Growing up in a quiet town in the South also laid the foundations for that mentality.

How would you describe the shift of moving towards music which places the focus foremost on sound, both from your perspective as a listener and a creator?

The musical decision in my case is tightly linked to the personal decision. I come from a background of metal and classical music, I never was satisfied with making music to be played in solo and band settings but could not find what I wanted until we were recording our first album in a professional studio.

It was there that I found out the things that make me excited in other people's music are more easily accomplished if I were behind the console or the computer. That’s where I decided to learn how to design and manipulate sounds and shape the structure of the tracks with the help of the computer. The possibilities seemed endless. I still feel they are.

On a personal level I found a great comfort in working alone behind a computer. After I was kicked out of my band (a week after we finished recording!) due to financial, personal and musical differences, I needed to find a new space where I felt safe, so I could build my musical world anew. Until that time my band was the most important part of my musical world. I felt I lost everything and didn’t have much self-esteem left.

I stopped playing electric guitar for a year and focused on learning music software and electronic music techniques and history. Working with computers was the thing I felt I was good at so that was a bonus. At some point I thought it would be a great way for making accompaniments for my guitar playing style that couldn’t find a place in my previous band. This led to three songs from my first EP.

What, would you say, are the key ideas behind your approach to music and working with sound? Do you see yourself as part of a tradition or historic lineage when it comes to your way of working with sound?

I definitely don’t see my work as part of any particular tradition.

I have used techniques from quite a few different historic traditions which may at surface seem that they are at odds with each other.

Freedom of not being tied with any tradition is one of the things that I find most satisfying about making the music I make, although I am aware of the fact that this fluid position in itself is becoming a well established approach.

What are the sounds that you find yourself most drawn to?  Are there sounds you reject – if so, for what reasons?

Long held highly textured sounds are the most attractive for me. I find patience and focused listening very rewarding both as a listener and maker.

Rejection is very context based. I’m usually open to most sounds.

As creative goals and technical abilities change, so does the need for different tools of expression, from instruments via software tools and recording equipment. Can you describe this path for you personally starting from your first studio/first instruments and equipment? What motivated some of the choices you made in terms of instruments/tools/equipment over the years?

My setup (a laptop, two speakers and a headphone + guitar) has not changed in structure over the past decade - I’ve only bought better speakers and headphones.
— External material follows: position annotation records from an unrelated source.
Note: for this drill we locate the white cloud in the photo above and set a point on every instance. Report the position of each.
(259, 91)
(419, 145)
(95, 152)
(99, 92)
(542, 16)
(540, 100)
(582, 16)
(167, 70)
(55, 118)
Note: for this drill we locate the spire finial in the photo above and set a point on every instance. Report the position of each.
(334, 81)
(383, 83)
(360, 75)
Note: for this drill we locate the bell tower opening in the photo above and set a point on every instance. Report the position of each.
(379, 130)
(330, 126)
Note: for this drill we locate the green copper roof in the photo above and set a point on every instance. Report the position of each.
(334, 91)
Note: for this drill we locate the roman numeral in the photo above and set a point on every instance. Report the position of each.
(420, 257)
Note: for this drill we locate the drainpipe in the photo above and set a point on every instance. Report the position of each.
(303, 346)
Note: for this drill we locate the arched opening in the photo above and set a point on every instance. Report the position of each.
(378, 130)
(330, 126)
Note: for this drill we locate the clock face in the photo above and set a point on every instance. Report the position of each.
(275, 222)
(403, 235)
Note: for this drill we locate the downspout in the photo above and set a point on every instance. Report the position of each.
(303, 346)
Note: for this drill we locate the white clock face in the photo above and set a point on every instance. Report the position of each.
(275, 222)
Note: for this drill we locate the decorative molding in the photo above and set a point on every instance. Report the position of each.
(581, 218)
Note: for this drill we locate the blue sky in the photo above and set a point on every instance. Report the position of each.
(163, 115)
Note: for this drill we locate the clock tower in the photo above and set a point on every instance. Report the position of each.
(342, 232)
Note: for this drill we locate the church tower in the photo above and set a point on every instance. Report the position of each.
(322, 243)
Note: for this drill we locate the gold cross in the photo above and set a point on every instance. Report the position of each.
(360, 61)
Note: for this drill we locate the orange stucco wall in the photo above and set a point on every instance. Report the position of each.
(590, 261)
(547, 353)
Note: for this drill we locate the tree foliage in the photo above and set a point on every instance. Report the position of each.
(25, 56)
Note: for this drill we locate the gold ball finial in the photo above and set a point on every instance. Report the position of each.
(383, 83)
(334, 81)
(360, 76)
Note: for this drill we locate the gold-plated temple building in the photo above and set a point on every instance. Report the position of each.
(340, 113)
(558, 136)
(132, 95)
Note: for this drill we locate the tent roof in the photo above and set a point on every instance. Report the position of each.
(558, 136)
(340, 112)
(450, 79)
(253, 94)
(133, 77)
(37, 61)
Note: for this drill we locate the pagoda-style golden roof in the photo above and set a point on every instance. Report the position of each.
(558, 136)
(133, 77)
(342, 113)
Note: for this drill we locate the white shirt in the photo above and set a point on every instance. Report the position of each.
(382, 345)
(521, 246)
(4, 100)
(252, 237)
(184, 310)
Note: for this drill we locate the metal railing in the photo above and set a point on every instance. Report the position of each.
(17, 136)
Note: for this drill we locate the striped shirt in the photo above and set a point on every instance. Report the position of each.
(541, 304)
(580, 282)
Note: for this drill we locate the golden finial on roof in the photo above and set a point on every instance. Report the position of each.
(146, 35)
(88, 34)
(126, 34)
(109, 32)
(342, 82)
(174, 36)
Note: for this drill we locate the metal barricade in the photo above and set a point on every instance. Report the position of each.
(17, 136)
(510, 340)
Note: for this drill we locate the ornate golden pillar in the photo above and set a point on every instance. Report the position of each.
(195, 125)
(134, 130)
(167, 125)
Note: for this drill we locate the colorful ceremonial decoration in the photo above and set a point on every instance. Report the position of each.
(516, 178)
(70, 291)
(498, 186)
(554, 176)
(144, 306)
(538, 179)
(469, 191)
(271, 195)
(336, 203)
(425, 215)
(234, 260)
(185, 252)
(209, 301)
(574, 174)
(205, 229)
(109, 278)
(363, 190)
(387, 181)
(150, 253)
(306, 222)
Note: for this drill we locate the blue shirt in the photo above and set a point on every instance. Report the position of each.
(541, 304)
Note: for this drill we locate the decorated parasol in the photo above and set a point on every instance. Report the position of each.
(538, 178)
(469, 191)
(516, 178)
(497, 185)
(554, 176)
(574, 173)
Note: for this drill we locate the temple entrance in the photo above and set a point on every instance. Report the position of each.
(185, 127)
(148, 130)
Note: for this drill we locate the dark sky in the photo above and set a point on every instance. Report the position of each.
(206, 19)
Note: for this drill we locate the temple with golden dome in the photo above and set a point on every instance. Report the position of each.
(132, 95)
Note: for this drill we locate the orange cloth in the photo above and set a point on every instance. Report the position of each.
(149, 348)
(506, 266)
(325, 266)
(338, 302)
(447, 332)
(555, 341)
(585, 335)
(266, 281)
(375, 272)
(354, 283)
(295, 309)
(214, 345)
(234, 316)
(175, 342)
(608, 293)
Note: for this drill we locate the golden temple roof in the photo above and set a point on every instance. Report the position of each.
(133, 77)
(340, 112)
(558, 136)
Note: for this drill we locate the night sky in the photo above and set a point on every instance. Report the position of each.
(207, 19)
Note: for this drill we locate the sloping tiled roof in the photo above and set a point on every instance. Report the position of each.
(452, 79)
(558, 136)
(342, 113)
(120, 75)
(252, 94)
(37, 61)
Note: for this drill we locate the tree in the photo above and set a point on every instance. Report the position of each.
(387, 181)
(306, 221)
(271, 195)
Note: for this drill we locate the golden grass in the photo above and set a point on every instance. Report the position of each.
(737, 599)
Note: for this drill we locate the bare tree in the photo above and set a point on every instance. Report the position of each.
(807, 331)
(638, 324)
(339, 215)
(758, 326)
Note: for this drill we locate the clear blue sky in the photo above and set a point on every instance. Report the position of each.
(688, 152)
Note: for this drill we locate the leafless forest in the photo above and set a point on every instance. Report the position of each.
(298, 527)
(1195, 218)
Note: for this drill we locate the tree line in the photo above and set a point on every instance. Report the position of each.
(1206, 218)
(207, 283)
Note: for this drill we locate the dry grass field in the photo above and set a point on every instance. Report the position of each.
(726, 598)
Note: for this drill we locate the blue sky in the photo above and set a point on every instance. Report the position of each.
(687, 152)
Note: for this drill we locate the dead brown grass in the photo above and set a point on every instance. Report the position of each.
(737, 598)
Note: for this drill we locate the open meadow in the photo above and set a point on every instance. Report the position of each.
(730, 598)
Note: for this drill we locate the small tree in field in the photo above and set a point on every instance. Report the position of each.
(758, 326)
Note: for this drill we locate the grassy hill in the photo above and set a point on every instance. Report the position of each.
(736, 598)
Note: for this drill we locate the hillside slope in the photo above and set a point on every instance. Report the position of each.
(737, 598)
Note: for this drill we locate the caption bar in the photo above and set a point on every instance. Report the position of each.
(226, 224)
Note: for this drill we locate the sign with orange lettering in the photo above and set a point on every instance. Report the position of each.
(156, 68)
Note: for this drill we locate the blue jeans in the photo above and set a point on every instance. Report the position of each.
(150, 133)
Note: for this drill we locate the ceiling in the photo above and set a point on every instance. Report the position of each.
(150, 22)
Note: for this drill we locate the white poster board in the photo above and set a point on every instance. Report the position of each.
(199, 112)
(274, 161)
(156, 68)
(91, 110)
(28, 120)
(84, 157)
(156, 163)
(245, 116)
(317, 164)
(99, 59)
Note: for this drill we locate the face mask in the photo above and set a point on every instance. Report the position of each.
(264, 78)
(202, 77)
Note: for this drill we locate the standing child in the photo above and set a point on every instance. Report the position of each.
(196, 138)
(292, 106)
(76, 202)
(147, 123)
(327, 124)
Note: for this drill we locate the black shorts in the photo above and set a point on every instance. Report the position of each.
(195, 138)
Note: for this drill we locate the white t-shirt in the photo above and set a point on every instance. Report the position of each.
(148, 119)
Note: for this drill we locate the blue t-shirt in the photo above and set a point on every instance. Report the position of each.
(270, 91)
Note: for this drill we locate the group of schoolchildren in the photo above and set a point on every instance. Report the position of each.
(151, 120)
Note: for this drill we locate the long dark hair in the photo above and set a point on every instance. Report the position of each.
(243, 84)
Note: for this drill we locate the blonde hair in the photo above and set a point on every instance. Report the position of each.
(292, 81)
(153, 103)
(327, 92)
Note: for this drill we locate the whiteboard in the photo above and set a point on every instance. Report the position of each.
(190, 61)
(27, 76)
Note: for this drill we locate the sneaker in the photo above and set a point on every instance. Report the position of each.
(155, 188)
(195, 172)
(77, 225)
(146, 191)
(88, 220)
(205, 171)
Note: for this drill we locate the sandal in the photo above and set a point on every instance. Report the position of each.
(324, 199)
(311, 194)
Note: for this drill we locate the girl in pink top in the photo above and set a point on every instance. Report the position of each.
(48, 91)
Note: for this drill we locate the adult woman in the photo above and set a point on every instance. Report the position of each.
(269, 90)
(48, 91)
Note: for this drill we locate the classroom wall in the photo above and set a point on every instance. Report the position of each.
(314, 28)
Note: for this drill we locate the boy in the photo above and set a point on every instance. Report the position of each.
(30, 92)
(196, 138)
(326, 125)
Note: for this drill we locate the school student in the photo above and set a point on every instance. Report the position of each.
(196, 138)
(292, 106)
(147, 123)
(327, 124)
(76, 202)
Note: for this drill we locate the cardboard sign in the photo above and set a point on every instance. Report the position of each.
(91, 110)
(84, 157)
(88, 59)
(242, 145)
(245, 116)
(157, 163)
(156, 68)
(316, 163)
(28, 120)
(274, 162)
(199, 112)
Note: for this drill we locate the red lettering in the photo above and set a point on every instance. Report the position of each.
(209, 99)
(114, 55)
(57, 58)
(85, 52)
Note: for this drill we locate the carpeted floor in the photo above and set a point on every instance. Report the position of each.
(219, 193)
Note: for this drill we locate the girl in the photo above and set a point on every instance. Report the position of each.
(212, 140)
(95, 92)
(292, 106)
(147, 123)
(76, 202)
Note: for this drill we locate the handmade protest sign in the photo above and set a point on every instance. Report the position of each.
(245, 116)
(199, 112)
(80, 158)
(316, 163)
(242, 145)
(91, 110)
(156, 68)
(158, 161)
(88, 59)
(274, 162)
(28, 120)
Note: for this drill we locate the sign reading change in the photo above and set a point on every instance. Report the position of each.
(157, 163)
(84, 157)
Most things happen for me in the box, although I have limited myself to a few options in there as well.

I find limitations in devices very liberating. The possibilities appear more clearly to me when I don’t have to concern myself too much with how a lot of different software/hardware works.

Where do you find the sounds you're working with? How do you collect and organise them?  

It depends on the project really. I use a lot of modular software for synthesis, finding sounds is not what I do anymore because I’ve been using less and less field recordings or found sounds in the past couple of years. For my recent output almost all sounds are synthesized and densely processed afterwards.

The same goes for the organization, there’s no one solution. I have to admit finding the organizing principle before starting to generate sounds is as important as a score for me. A lot of things depend on what the organization scheme is.

How do you see the relationship between sound, space and composition?

I see composition as the organizing of sound to create a metaphorical space.